自動車の排ガスには、窒素酸化物(NOx)、燃料由来の未燃焼の炭化水素(HC)、一酸化炭素(CO)など様々な有害成分が含まれ、その浄化にあたっては従来から様々な手法が提案され実施されてきた。
排ガスの発生源には、ガソリンを燃料とした自動車の他、軽油を燃料として使用したディーゼルエンジンを搭載したディーゼル自動車がある。ディーゼル自動車から排出される排ガスについては、前記のNOx、HC、COの他に、微粒子成分としてのPM(Particulate matter)も知られており、そのようなPMの浄化に使用する装置としてDPF(Diesel Particulate Filter)が広く使われてきた。
DPFは、ウォールフローハニカムフィルターとも呼ばれる排ガス浄化用フィルター装置の総称であるが、その構造は入口端部から出口端部に向けて隔壁に仕切られた複数のセルからなり、このセルは入口端部と出口端部で交互に目封止されたハニカム構造である。セルを構成する隔壁は通気性を有し、この通気性を利用して排ガス中からPMを濾し取ることによってPMを除去している。

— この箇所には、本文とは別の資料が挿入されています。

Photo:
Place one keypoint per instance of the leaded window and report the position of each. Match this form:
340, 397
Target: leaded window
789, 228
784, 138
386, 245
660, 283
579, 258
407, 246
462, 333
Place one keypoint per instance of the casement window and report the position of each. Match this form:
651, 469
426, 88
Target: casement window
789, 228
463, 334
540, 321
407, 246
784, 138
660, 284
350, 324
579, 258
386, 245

DPFによって排ガス中から濾し取られたPMは、そのままであるとDPFに堆積し続けて目詰まりを起こしてしまうことから、排ガスの熱や、エンジンの燃焼室や排ガス中への燃料の噴射によってPMを燃焼させてPMの堆積したDPFを再生している。このような再生を促進する目的で、DPFのセルの隔壁に触媒成分を被覆することがあり、触媒成分を被覆したDPFをCSF(Catalyzed Soot Filter)ということがある。本出願人も、これらの触媒を組み込んだシステムを提案している(例えば、特許文献1参照)。
従来、排ガス中のPMの浄化が求められてきたのは多くがディーゼル自動車であったが、それはガソリンに比べて燃焼し難い軽油を使用することによるものであり、ガソリンの様に燃焼し易く、発生するPMの量も少ない燃料を用いる自動車については、環境問題として今まで特に注目されることはなかった。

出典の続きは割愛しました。